2.5 Non-Local Attention

Aiming at the problem of long-distance information transmission and improving long-distance dependence, this paper is inspired by the traditional non-local mean filtering method and proposes non-local in the convolutional network, that is, the response at a certain pixel is the response of all other points. The feature weight sum at , associates each point with all other points, realizing the non-local idea.
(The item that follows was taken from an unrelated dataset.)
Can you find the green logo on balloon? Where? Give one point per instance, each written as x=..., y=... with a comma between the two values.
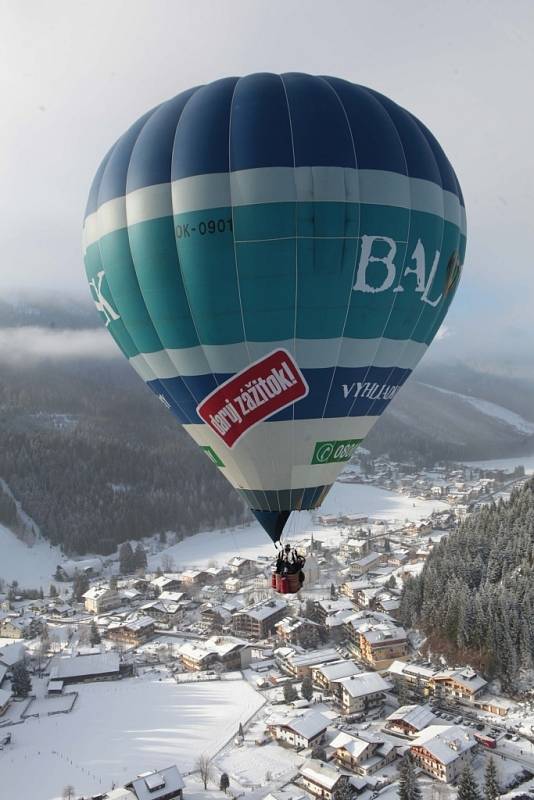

Insert image description here

X is a feature map with a shape of [bs, c, h, w]. After three 1×1 convolution kernels, the channel is reduced to half of the original (c/2). Then flatten the two dimensions h and w into h×w, and the final shape is a tensor of [bs, c/2, h×w]. The tensor corresponding to θ is channel rearranged, which is transposed in linear algebra, and the shape obtained is [bs, h×w, c/2]. Then perform matrix multiplication with the tensor represented by φ to obtain a matrix with a shape of [bs, h×w, h×w]. This matrix calculates similarity (or understood as attention). Then it is normalized by softmax, and then the obtained matrix fc and g are matrix multiplied by the result of flattening and transposing, and the result y obtained has the shape [bs, h*w, c/2]. Then transpose it into a tensor of [bs, c/2, h×w], and then re-stretch the h×w dimension into [h, w], thus obtaining a tensor with a shape of [bs, c/2, h, w] tensor. Then use a 1×1 convolution kernel on this tensor to expand the channel to the original c, thus obtaining a tensor of [bs, c, h, w], which is consistent with the shape of the initial X. The final step is to add X to the obtained tensor (similar to the residual block in resnet).